Maduro exacerbated matters with a purge of top management and career bureaucrats at the oil company, which was put under the oversight of a military general last year.
Rafael Ramirez, who ran PDVSA for a decade before fleeing Venezuela, told Bloomberg News last week that the company is on the brink of fiscal collapse. He predicted the conglomerate will lose 600,000 barrels a day of production per year because of a lack of investment.
The troubles have enveloped private oil companies working in the country as well. Last month, oilfield services giant Halliburton Co. wrote down the value of its entire investment in Venezuela, announcing a $312 million charge to first-quarter earnings.
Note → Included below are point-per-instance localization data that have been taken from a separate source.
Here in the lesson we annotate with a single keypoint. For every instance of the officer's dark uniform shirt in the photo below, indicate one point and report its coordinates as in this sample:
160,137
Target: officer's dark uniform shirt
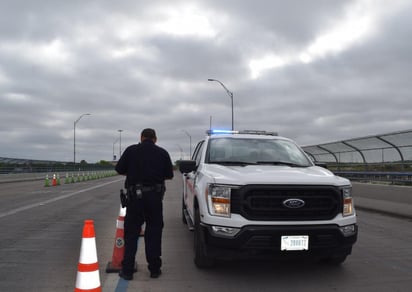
145,163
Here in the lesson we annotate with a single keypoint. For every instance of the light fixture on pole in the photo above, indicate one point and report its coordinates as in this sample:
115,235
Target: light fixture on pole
230,95
74,138
190,143
114,156
120,143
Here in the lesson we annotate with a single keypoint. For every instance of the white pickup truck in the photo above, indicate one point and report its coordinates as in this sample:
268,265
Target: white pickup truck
255,194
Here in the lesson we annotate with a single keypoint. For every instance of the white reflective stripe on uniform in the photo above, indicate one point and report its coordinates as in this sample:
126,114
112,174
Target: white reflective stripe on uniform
88,280
88,253
122,212
120,224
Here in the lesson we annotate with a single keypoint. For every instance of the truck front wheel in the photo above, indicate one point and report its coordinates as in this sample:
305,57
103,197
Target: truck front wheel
201,259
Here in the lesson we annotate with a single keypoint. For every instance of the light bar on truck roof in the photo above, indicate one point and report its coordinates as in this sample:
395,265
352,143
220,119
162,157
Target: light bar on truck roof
251,132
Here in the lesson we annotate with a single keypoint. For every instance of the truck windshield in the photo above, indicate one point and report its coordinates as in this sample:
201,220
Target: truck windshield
246,151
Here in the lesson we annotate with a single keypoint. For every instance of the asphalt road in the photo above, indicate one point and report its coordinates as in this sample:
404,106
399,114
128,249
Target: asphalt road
40,242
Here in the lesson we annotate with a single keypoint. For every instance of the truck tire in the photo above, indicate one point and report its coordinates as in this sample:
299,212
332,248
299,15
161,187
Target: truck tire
201,259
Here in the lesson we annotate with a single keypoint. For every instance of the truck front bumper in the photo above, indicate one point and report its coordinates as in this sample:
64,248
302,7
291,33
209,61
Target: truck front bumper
324,241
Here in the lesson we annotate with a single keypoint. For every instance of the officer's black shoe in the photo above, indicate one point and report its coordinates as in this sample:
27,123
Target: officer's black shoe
155,274
127,277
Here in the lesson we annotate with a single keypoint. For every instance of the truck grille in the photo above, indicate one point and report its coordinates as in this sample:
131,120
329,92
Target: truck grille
257,202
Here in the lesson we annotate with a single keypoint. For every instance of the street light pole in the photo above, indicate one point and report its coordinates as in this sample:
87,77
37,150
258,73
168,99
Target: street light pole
74,138
115,141
230,95
190,143
120,143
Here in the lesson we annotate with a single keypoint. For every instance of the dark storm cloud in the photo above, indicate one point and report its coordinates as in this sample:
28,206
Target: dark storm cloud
316,71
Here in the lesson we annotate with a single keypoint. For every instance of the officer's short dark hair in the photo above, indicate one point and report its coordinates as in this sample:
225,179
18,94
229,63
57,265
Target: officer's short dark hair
149,133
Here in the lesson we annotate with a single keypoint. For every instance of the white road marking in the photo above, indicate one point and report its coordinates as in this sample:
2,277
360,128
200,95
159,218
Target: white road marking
27,207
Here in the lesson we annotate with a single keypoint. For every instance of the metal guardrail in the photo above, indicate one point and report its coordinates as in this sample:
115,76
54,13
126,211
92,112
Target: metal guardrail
389,148
395,178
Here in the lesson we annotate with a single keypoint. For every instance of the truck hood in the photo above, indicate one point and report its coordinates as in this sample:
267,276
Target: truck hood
272,174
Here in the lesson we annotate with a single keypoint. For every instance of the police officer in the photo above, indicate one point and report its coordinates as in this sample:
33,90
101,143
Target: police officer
146,167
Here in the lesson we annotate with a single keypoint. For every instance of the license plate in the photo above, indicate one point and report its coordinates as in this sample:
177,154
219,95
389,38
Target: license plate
294,242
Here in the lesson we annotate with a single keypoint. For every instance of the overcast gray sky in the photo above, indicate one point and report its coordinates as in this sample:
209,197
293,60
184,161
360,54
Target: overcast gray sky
315,71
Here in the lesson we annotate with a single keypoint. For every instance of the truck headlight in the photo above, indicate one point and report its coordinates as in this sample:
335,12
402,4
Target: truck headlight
348,208
218,198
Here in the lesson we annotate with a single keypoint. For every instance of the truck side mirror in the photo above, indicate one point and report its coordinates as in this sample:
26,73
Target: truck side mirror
186,166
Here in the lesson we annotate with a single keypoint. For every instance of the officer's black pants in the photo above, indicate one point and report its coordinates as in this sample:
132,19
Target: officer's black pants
149,209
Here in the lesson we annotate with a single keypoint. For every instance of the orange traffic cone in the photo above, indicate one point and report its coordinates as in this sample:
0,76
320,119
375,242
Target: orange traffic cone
88,278
54,180
118,250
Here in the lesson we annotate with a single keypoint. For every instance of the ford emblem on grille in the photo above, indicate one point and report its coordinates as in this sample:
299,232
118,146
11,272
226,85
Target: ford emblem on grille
293,203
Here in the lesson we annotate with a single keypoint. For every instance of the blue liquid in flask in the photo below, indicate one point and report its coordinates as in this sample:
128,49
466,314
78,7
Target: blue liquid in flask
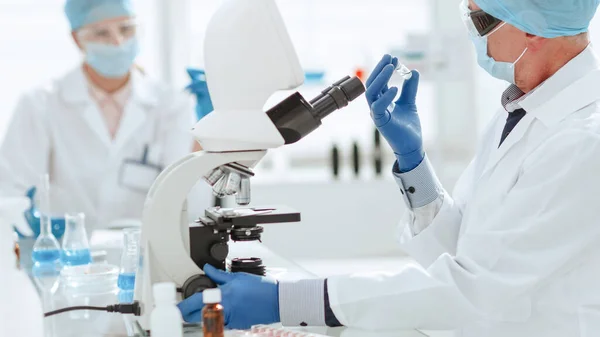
126,281
45,255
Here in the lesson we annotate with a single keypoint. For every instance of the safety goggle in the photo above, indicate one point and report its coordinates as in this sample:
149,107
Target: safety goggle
479,23
107,33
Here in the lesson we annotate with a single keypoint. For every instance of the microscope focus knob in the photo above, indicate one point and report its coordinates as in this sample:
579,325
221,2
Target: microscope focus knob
219,251
196,284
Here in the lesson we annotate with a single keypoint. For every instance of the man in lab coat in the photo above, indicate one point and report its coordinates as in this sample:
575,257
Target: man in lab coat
515,250
105,130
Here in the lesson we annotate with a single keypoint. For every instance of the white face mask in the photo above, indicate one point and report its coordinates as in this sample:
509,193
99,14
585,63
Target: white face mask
112,61
500,70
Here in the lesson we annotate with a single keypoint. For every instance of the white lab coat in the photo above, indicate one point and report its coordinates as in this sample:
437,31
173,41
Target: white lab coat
58,128
516,250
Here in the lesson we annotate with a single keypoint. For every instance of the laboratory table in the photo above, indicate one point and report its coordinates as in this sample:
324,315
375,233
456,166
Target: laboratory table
100,324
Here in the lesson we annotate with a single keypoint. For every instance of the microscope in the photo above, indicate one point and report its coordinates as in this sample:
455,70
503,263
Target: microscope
248,57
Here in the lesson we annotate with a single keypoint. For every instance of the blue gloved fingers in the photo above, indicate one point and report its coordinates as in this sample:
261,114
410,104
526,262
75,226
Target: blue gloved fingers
218,276
409,90
387,59
379,109
379,84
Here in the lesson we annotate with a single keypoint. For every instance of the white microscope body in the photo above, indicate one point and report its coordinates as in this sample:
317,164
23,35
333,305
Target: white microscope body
249,56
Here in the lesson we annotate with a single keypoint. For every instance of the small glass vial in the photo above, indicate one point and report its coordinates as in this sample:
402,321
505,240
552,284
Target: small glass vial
130,257
403,71
213,318
165,320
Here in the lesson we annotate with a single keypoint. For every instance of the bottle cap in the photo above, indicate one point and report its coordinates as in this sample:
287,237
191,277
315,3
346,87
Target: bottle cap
164,292
211,296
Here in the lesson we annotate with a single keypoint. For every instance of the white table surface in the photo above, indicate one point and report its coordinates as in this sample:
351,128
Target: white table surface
99,324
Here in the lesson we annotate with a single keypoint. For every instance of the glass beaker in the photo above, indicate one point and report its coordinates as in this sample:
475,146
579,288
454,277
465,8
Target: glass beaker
76,247
93,284
46,249
129,258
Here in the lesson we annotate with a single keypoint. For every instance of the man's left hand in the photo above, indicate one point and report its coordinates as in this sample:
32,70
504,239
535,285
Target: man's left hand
247,299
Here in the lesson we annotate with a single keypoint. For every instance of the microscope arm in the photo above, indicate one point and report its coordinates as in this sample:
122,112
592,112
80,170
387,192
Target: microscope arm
165,227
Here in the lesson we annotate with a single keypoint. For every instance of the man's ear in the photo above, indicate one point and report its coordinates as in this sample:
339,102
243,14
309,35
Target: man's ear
535,43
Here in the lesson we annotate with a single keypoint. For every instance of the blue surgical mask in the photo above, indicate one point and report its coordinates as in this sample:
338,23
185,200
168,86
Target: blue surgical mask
112,61
500,70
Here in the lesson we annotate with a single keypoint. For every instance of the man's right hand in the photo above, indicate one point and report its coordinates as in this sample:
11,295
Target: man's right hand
398,121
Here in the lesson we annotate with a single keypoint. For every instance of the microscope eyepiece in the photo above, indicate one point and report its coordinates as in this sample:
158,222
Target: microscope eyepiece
295,117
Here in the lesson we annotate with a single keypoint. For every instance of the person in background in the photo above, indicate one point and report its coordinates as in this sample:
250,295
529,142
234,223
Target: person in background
105,130
515,250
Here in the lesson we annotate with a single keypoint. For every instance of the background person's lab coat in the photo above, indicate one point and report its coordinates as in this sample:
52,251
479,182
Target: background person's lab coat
516,250
58,128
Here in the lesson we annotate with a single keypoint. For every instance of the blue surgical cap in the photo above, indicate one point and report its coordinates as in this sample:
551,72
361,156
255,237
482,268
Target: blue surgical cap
85,12
545,18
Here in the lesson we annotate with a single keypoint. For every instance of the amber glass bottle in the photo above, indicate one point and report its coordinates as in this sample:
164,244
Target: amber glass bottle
213,318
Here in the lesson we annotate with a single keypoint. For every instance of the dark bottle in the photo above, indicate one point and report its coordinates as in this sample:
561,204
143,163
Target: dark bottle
213,318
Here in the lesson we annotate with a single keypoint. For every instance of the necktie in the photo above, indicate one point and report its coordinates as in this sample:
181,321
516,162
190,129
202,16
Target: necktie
513,119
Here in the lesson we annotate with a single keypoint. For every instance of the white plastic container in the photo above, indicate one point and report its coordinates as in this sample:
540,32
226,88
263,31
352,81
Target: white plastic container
165,320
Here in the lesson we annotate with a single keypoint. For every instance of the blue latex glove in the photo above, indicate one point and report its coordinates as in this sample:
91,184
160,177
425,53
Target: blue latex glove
247,299
199,87
32,215
398,122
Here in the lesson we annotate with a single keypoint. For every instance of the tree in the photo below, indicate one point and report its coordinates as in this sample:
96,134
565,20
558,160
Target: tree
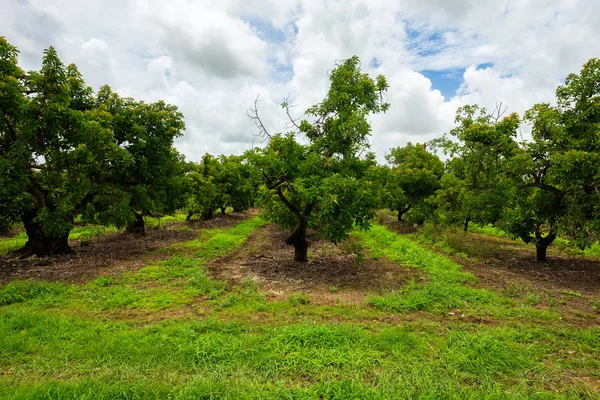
476,187
206,194
155,180
56,149
415,176
558,170
544,187
321,184
63,152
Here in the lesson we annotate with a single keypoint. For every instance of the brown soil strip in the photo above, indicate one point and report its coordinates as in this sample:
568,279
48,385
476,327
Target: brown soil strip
508,266
109,254
330,277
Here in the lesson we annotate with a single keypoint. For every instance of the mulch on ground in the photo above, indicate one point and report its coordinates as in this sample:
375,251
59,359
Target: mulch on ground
112,253
331,275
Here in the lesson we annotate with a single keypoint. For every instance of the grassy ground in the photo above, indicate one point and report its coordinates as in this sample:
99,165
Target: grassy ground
171,330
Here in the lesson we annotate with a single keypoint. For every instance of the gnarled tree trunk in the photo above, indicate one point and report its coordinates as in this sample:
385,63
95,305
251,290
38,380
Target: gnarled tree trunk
207,214
541,246
137,226
466,224
298,239
401,212
40,243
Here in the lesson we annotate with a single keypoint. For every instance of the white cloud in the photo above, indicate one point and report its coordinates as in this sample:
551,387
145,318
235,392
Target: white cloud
212,57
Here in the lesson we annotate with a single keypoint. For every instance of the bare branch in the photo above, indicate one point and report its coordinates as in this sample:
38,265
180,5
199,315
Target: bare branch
252,113
287,107
497,112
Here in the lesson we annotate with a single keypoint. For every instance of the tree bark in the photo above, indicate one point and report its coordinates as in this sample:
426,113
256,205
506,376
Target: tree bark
137,226
401,212
39,243
207,214
541,245
298,239
466,225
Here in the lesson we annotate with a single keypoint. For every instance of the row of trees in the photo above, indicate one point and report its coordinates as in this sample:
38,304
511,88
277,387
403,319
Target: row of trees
67,151
534,189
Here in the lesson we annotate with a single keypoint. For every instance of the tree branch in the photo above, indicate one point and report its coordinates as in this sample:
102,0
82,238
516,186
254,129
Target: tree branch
289,205
252,113
286,105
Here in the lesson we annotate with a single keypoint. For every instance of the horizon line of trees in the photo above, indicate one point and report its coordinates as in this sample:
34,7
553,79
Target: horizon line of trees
67,151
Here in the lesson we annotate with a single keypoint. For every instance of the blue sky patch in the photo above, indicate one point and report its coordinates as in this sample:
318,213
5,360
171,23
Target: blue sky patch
446,81
374,63
266,30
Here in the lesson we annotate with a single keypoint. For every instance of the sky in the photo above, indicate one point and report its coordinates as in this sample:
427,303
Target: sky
212,58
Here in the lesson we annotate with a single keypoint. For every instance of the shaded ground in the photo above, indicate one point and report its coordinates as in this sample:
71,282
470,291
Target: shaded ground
116,252
331,276
509,267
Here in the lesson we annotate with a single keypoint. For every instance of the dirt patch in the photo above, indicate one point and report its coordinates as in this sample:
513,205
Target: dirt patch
330,277
569,282
109,254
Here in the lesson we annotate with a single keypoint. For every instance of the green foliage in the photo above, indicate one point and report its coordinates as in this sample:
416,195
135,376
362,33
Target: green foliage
412,181
322,185
217,183
65,151
476,187
443,289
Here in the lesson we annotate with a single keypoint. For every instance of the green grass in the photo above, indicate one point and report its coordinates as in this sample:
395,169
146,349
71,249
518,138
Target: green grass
85,232
442,288
170,330
219,359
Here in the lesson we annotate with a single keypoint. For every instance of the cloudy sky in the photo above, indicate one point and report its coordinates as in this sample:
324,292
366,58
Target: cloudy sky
213,57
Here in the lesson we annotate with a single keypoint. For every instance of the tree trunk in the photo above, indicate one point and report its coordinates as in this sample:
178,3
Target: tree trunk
39,243
541,245
401,212
207,214
137,226
298,239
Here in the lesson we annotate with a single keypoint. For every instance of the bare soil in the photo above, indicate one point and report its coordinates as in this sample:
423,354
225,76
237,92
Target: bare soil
331,276
113,253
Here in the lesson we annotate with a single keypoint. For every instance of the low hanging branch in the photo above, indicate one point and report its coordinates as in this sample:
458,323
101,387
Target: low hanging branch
252,113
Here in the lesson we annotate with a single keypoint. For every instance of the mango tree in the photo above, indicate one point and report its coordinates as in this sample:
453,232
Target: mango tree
559,169
62,153
414,177
154,181
322,185
476,186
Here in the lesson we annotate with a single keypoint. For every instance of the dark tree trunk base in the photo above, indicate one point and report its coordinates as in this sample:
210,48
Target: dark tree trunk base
39,243
137,226
298,239
466,225
43,246
541,246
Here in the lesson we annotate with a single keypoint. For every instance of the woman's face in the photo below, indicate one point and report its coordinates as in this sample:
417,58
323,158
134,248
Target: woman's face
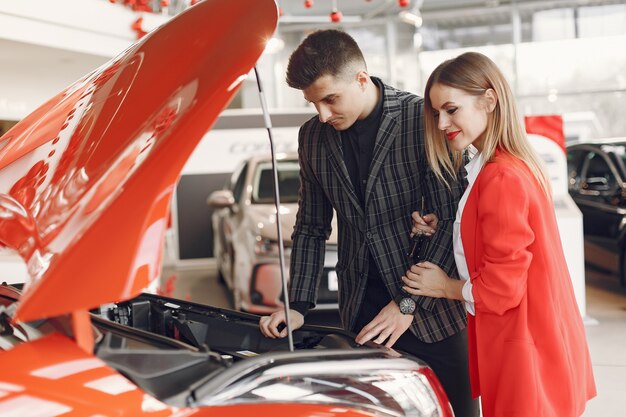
463,117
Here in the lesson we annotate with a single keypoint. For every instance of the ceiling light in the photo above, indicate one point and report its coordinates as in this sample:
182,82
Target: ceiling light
274,45
414,19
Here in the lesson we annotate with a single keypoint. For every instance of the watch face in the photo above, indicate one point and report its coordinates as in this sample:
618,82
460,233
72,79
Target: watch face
407,305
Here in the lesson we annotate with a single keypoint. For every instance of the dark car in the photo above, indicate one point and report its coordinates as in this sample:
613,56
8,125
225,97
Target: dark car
597,183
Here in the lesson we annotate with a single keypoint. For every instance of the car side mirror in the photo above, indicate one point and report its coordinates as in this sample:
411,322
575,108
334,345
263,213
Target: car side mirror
221,199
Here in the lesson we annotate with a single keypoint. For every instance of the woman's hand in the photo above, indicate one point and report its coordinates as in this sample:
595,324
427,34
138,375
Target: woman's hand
424,225
427,279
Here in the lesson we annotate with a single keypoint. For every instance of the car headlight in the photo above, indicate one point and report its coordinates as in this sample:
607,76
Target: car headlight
268,247
386,387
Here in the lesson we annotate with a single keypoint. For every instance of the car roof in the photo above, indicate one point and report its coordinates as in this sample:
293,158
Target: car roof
598,142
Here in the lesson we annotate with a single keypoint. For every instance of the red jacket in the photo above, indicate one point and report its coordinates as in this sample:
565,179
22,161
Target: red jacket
527,344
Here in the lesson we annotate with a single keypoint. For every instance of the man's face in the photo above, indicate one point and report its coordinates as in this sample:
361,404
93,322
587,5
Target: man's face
339,101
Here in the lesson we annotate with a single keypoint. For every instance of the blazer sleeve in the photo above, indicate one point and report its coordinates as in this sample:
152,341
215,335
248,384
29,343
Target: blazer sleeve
443,201
499,283
312,229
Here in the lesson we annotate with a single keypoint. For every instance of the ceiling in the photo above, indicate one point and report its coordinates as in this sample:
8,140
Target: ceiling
433,11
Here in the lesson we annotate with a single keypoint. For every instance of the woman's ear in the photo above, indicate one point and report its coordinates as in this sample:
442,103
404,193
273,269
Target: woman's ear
491,99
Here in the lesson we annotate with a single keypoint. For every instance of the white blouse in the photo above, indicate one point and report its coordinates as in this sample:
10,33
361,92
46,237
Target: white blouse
473,169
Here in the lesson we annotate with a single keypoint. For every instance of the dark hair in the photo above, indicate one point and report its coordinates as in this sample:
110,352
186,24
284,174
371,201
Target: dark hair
324,52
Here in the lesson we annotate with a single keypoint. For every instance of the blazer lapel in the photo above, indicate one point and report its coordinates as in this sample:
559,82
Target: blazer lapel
389,129
335,151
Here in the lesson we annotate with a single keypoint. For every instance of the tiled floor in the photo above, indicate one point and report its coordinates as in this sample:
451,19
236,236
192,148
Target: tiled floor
606,304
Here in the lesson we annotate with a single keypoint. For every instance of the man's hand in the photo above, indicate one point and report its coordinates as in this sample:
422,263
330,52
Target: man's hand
269,324
427,279
388,325
424,224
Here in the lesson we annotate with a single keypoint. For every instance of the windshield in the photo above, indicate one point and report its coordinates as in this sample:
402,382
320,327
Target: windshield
288,182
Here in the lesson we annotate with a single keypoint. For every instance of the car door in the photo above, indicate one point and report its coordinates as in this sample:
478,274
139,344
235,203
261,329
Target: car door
228,219
597,190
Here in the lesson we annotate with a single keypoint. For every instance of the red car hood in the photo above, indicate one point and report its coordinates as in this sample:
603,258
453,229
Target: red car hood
86,180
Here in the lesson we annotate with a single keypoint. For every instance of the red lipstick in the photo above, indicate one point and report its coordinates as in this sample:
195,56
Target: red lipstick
452,135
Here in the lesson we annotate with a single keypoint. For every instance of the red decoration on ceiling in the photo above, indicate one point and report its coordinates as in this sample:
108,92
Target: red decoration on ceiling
136,27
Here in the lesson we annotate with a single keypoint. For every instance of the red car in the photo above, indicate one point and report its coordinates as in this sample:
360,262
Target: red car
86,186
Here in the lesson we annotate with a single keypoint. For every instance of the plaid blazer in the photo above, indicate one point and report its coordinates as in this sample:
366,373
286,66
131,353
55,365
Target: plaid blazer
399,176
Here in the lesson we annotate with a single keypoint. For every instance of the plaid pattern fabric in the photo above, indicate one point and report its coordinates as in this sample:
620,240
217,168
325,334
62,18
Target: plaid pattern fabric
399,176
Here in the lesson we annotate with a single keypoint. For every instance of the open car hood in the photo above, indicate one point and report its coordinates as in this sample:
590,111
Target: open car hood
86,179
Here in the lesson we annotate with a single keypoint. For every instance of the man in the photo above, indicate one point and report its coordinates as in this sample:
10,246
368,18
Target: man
364,157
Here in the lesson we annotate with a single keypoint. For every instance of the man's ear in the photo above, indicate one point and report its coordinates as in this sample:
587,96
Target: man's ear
491,99
362,78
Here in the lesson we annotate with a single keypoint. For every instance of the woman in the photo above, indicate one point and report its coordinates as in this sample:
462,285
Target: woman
527,344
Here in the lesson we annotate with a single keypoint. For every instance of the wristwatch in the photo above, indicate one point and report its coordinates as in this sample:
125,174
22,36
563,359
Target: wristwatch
406,303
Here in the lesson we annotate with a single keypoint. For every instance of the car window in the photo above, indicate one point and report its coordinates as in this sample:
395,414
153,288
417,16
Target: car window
597,173
288,182
574,164
617,155
238,180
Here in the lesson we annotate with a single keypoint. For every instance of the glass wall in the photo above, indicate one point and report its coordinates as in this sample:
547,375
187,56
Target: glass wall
569,60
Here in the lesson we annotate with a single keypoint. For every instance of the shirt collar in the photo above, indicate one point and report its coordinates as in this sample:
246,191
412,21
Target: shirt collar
474,166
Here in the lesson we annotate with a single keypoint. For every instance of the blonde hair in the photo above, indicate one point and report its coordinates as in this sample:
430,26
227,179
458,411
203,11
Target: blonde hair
474,73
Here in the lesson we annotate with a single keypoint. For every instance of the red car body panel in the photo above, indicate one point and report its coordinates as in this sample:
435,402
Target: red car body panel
93,170
52,376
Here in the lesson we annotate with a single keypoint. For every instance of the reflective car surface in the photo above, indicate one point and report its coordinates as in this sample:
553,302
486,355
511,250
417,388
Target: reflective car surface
597,183
86,183
246,239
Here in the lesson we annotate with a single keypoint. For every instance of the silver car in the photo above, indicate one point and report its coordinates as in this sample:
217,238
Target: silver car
245,235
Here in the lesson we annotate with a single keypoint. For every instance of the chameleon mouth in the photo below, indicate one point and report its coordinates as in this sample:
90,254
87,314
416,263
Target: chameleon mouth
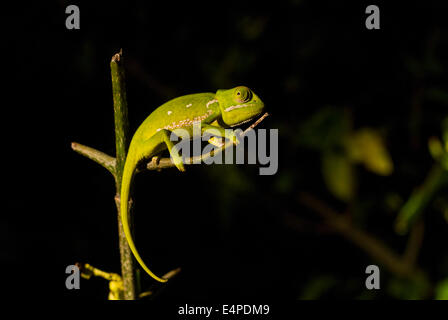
238,106
245,121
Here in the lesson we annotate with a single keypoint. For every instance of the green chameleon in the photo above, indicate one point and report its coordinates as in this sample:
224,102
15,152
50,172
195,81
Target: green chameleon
226,108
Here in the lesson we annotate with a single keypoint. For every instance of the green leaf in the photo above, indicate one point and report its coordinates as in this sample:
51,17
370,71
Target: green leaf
338,175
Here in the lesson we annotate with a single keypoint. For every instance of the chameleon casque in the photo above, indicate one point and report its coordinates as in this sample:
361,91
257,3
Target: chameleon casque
220,110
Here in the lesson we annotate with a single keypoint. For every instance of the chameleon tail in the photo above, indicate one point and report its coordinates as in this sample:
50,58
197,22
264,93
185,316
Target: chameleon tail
128,172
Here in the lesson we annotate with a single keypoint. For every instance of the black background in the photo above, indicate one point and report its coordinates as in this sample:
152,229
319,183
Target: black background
229,236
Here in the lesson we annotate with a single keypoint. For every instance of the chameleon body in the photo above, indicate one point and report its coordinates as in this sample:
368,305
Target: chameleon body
225,108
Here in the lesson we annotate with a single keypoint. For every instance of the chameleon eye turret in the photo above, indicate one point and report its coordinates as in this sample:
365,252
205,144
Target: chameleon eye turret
233,107
242,94
238,105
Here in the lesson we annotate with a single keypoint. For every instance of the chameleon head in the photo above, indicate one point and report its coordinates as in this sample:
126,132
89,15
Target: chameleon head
238,105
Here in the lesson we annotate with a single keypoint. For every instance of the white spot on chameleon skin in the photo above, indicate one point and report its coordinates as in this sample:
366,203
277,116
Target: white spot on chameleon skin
187,122
238,106
211,101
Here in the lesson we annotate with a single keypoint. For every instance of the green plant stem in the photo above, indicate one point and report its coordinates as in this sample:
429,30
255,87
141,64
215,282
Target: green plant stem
121,144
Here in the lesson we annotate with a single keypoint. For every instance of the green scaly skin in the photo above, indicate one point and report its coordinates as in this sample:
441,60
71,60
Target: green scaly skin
225,108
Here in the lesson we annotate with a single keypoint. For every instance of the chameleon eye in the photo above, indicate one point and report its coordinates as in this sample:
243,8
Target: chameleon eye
242,94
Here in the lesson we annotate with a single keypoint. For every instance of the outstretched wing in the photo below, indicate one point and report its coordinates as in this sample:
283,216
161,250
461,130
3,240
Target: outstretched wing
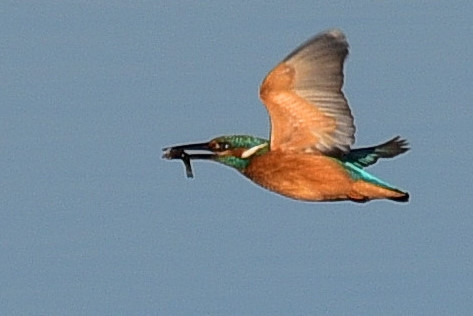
303,96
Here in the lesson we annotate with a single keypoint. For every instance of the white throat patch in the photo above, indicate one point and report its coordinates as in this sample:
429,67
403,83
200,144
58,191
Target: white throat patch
253,150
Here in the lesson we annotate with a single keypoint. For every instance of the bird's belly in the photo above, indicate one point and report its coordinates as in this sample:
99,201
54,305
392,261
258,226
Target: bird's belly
301,176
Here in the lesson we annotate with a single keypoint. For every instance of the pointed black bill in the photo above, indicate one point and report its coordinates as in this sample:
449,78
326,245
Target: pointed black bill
179,152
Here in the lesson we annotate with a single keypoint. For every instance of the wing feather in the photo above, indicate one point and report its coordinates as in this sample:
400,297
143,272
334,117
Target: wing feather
304,98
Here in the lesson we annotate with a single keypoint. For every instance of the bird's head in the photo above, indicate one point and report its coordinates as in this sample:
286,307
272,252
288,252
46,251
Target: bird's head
235,151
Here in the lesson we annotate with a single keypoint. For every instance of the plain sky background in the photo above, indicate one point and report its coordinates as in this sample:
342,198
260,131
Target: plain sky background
94,222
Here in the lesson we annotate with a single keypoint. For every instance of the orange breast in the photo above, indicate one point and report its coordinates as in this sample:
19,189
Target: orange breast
301,176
That came as Chevron Corp. was reportedly evacuating staff after two of its workers were arrested following a contract dispute with PDVSA.
While the Trump administration has Venezuela among its top priorities, Trump will think “long and hard” before imposing all-out oil sanctions because of the importance of Venezuelan oil to US refiners, according to Scott Modell, a managing director for Rapidan Energy.
“The U.S. will continue to put pressure on Venezuela, by sanctioning more people and trying to get other countries to do to the same,” Modell said by telephone. “Meanwhile, oil production in Venezuela should continue to decline below 1 million barrels a day in 2019,” he said in a phone interview from D.C.
Fewer barrels mean the country has less oil to pay for loans with China and Russia and to run its refineries. Exports in April were down 20 percent from a year ago, while refineries in Venezuela are processing less oil. While American refineries are operating at over 90 percent of their capacity, Venezuela’s are working at just one-third of capacity.
The national election scheduled for May 20 isn’t expected to settle things. Maduro has jailed and banned opponents and launched a wave of arrests in the run-up to the vote, leading the U.S. and regional organizations to declare it illegitimate. The U.S., meanwhile, continues to weigh whether to ban imports of Venezuelan oil, which accounts for 95 percent of the nation’s foreign-currency earnings.